# The Forest plot

Refer to the Forest Plot sheet in the User Manual for details on how to run the analysis.

The workbooks and a pdf version of this guide can be downloaded from here.

The main outcome of any meta-analysis is a forest plot, a graphical display as in Figure 1, which is an example of a forest plot generated with Workbook 1 (*Effect size data.xls*) of *Meta-Essentials*. This is the same plot as is used as an example in the User Manual. The x-axis forms the effect size scale, plotted on the top of the plot. Each row, except the bottom one, represents a study’s effect size estimate in the form of a point and a (95%) confidence interval. This is the statistically correct way of representing the results of a single study, namely as an estimate of an interval in which the “true” effect (in the population) will most probably lie. Remember that it is assumed that every study in the meta-analysis is a study of a complete probability sample of a specified population. If this assumption is not met in a study, no inference can be made from the “sample” to a population and hence, comparing the observed effect size with observations in other studies is not meaningful.

Figure 1: Example of a forest plot in *Meta-Essentials*

The point estimate is represented in the forest plot by a smaller or a larger bullet. The relative size of these bullets represents a study’s weight in the generation of the meta-analytic result.

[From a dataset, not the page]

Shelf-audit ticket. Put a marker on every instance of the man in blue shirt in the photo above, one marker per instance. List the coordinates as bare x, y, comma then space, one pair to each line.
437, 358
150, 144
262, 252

The plot presented in Figure 1 is fictitious and constructed for illustration purposes. Its characteristics are typical for forest plots in the social sciences:

- Some confidence intervals are entirely on the positive side of zero. In traditional terminology, these studies show a statistically significant positive effect.
- Other confidence intervals are entirely on the negative side of zero. In traditional terminology, these studies show a statistically significant negative effect.
- Other confidence intervals include zero. In traditional terminology, these studies show an effect that is not statistically significant.

The forest plot, discussed so far, is just a pictorial representation of results of a set of studies. The same information (point estimates with confidence intervals, and weights, for every study) could also have been expressed by numbers in a table. This table is actually also available on the forest plot sheet in *Meta-Essentials*, on the left side of the plot (see Figure 2).

Figure 2: Part of forest plot sheet in *Meta-Essentials, *with a table and its corresponding pictorial representation

The bottom row (or “summary row”) of the forest plot turns the plot into a “meta-analysis”. This is the row that represents the result of the meta-analysis. In *Meta-Essentials* this meta-analytic result (line 13 in Figure 1) consists of two intervals, both around the same bullet. This bullet represents the *weighted average effect*, to which we will refer as “combined” effect size. The smaller, black, interval is a *confidence interval*. The larger, green, interval is the *prediction interval*. We will discuss the interpretation of both intervals in the subsequent sections.